Так и стояли бы в нерешительности, пересчитывая деревья, если бы по той стороне улицы не прошла женщина в плаще небесной голубизны. Женщина издалека была хорошенькая, и стук её каблуков звучал так, будто кто-то играл на деревянных ложках. Друзья решили, что это хороший знак, и неспешно направились следом. В конце концов, направлялась она, вроде бы, в нужную сторону, и при необходимости можно было догнать её и спросить, как пройти на Комсомольскую. Знак и правда оказался хороший: незнакомка в голубом миновала перекрёсток, свернула малозаметной тропинкой мимо бывшего медпункта и вышла как раз куда требовалось. Антипов-старший с Русаковым обогнали её из обыкновенного любопытства: очень уж хотелось обернуться и увидеть её лицо. А увидев, остановились в некотором недоумении.
- Лен, ты, что ли? - неуверенно спросил Антипов.
- Простите? - прищурилась незнакомка.
- Лена? Найдёнова?
- Игорь? Вот это дела! Миша! Приехали? Так рано?
- Мы только на майские, потом в августе, как обычно… Лен, ну, ты даёшь. Тебя, как бы… это… не узнать. Замуж вышла, что ли?
- Да ну тебя, - усмехнулась Найдёнова. - Вы все вместе, с детьми? А Филимоновы?
- Да должны уже были подъехать. Мы чего на автобусе, собственно: пополнение у нас. Девочка. Дашкой назвали. Нику с детьми тёща повезла на машине, а мы с Михой своим ходом. Чуть не заблудились, представь себе.
- Это хорошо, что с детьми, - сказала Найдёнова, - у нас ярмарка завтра, им понравится. Миш, - она обернулась к Русакову, - извини, что я так спрашиваю сходу, но ты…
- Всё привёз, - он тряхнул рюкзаком, - не забыл.
- Молодец какой. Увидимся ещё да? А я побегу, дел у меня сегодня… - и бодро застучала каблуками вдаль. Каблучки были небольшие, скромные, но очень Ленке шли.
- Ты чего ей привёз-то? - полюбопытствовал Антипов.
- Штуки всякие для рукоделия. Бисер, камни, разное там ещё. Обещал в том году.
- Она ещё и из бисера плетёт! Мих, а ты как думаешь, сколько ей лет?
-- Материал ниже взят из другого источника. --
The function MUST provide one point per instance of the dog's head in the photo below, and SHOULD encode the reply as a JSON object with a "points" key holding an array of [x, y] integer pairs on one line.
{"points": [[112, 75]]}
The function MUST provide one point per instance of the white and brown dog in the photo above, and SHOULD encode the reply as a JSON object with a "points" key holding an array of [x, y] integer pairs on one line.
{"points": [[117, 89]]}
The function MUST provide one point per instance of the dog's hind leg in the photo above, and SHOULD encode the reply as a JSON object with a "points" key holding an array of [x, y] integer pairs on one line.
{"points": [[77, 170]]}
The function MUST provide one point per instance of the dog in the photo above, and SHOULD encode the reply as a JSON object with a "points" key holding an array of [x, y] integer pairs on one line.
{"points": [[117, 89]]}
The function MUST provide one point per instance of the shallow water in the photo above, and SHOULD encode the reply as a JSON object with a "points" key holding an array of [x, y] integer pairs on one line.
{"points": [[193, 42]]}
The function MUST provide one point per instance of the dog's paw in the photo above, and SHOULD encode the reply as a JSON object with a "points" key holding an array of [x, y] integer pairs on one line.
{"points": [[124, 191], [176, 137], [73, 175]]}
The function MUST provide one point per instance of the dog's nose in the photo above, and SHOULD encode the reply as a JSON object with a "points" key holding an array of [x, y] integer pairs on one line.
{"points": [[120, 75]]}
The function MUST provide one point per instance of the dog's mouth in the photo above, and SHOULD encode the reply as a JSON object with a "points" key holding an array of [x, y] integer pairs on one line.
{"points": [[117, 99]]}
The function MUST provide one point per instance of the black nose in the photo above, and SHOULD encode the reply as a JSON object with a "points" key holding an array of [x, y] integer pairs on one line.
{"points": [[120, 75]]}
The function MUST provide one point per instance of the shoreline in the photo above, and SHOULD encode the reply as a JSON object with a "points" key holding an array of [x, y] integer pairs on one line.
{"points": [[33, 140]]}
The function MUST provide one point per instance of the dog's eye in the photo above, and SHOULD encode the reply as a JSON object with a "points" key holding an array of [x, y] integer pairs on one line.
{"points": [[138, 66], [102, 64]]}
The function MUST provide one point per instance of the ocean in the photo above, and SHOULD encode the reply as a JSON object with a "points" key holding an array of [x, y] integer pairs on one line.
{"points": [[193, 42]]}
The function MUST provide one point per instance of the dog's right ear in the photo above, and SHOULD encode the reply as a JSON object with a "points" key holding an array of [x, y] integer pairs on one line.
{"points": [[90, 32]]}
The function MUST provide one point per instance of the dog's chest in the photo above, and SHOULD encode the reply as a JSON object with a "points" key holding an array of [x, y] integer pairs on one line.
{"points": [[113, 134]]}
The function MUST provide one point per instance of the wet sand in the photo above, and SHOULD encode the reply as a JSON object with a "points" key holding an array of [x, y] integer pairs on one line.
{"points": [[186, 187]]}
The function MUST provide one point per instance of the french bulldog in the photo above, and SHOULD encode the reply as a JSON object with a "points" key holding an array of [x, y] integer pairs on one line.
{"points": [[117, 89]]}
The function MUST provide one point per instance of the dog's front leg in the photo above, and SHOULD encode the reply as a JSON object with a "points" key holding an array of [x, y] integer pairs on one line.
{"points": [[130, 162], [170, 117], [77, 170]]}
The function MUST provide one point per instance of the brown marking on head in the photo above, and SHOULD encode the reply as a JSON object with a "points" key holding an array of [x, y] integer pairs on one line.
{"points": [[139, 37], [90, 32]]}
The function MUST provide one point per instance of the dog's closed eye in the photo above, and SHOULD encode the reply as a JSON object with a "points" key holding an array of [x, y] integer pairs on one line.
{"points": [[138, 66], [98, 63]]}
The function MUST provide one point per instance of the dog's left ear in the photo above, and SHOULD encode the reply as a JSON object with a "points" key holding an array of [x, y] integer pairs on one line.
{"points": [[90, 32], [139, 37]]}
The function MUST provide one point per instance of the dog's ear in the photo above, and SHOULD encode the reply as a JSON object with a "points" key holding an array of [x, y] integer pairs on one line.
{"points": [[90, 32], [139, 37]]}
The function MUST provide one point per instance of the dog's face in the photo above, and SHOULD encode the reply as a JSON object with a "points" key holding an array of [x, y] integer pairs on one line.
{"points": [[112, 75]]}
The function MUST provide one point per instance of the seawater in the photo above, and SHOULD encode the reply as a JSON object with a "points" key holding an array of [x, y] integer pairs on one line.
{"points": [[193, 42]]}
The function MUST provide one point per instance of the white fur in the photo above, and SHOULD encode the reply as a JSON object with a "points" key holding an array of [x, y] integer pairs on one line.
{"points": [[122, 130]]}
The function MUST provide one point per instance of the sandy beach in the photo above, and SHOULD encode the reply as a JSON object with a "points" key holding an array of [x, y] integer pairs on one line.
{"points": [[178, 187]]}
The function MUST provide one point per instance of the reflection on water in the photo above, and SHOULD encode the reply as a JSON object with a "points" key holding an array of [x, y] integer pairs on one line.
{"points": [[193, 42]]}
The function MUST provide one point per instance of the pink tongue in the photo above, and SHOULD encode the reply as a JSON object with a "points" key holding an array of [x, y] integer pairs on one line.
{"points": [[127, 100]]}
Русаков предположил, что вряд ли больше тридцати пяти. Странное дело, да, сказал, никогда бы не подумал.
Так и прошли остаток пути, обсуждая внезапную метаморфозу вдовы Найдёновой. И было что обсудить. Волосы, например. Кто бы мог подумать, что под её вечным глухим платком скрывается такая красота. И голубое было ей к лицу. И ноги у неё, оказывается, были очень даже.
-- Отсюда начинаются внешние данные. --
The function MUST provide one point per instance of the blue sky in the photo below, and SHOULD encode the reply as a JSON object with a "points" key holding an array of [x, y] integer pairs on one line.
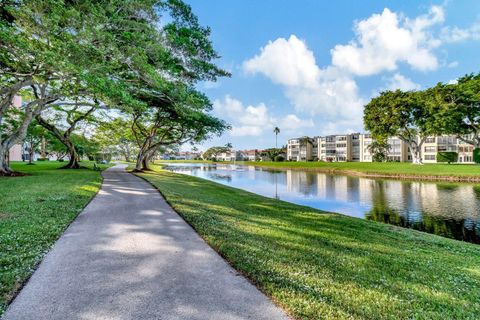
{"points": [[309, 66]]}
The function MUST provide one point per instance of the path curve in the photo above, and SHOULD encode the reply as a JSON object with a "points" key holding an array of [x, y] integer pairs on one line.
{"points": [[128, 255]]}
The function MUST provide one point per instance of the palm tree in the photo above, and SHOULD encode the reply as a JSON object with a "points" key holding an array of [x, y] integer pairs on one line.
{"points": [[276, 130]]}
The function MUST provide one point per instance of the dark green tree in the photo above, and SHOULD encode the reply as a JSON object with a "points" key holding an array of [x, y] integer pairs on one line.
{"points": [[401, 114]]}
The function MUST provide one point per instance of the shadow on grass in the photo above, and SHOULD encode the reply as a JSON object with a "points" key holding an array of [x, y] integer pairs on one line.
{"points": [[318, 264]]}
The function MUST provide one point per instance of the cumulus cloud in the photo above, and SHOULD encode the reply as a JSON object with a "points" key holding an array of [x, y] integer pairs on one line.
{"points": [[286, 62], [382, 43], [383, 40], [290, 63], [255, 120], [398, 81], [456, 34]]}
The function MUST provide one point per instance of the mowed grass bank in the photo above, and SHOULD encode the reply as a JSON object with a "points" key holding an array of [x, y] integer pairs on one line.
{"points": [[320, 265], [34, 211]]}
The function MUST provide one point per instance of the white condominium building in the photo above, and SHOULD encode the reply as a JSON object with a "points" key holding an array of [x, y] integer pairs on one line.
{"points": [[301, 149], [355, 147]]}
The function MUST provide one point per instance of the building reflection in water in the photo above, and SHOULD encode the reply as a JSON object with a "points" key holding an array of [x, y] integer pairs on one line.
{"points": [[446, 209]]}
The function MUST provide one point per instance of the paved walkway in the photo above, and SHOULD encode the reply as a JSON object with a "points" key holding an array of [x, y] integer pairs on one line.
{"points": [[128, 255]]}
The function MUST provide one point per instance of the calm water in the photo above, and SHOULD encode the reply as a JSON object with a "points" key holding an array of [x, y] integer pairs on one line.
{"points": [[449, 210]]}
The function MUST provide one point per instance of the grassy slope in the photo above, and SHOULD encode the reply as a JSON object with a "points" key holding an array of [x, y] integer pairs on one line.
{"points": [[388, 168], [34, 212], [319, 265]]}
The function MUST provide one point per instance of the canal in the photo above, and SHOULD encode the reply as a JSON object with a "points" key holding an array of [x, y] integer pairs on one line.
{"points": [[446, 209]]}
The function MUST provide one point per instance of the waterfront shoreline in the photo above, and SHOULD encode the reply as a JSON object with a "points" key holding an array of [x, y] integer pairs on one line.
{"points": [[311, 262], [468, 178]]}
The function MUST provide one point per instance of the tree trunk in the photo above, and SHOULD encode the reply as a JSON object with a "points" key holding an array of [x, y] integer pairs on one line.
{"points": [[43, 148], [30, 154], [5, 169], [139, 162], [73, 162]]}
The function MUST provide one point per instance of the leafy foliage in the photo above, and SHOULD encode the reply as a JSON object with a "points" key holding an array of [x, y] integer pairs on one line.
{"points": [[448, 157]]}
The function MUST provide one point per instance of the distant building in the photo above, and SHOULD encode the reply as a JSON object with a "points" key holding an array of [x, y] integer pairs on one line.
{"points": [[250, 155], [355, 147], [301, 149], [186, 155]]}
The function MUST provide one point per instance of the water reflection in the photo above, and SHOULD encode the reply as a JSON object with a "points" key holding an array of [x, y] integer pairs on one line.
{"points": [[449, 210]]}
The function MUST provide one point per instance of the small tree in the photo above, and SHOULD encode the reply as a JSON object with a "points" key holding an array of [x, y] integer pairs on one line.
{"points": [[448, 157], [379, 150]]}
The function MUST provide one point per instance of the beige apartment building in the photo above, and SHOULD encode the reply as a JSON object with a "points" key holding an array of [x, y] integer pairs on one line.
{"points": [[355, 147], [301, 149]]}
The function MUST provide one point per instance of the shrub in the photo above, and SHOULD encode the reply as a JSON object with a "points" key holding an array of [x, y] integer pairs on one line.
{"points": [[447, 157], [476, 155]]}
- А и правильно, - одобрительно сказал Антипов, - молодая, видная, что ж ей, заживо себя похоронить? Мих, я же в том году правда думал, что ей лет пятьдесят.
Дошли, и сразу закрутилось. Антипова-старшая в доме укачивала дочку. Антиповы-младшие попрощались со строгой и чрезмерно заботливой бабушкой (то есть, антиповской тёщей) и от избытка чувств немедленно подрались. Хозяйка дачи Елизавета громыхала чем-то в сарае и покрикивала оттуда, что скоро выйдет. Русаков со всеми поздоровался и пошёл искать председателя правления, чтобы взять ключи от своей развалюхи на Сорочьих дворах.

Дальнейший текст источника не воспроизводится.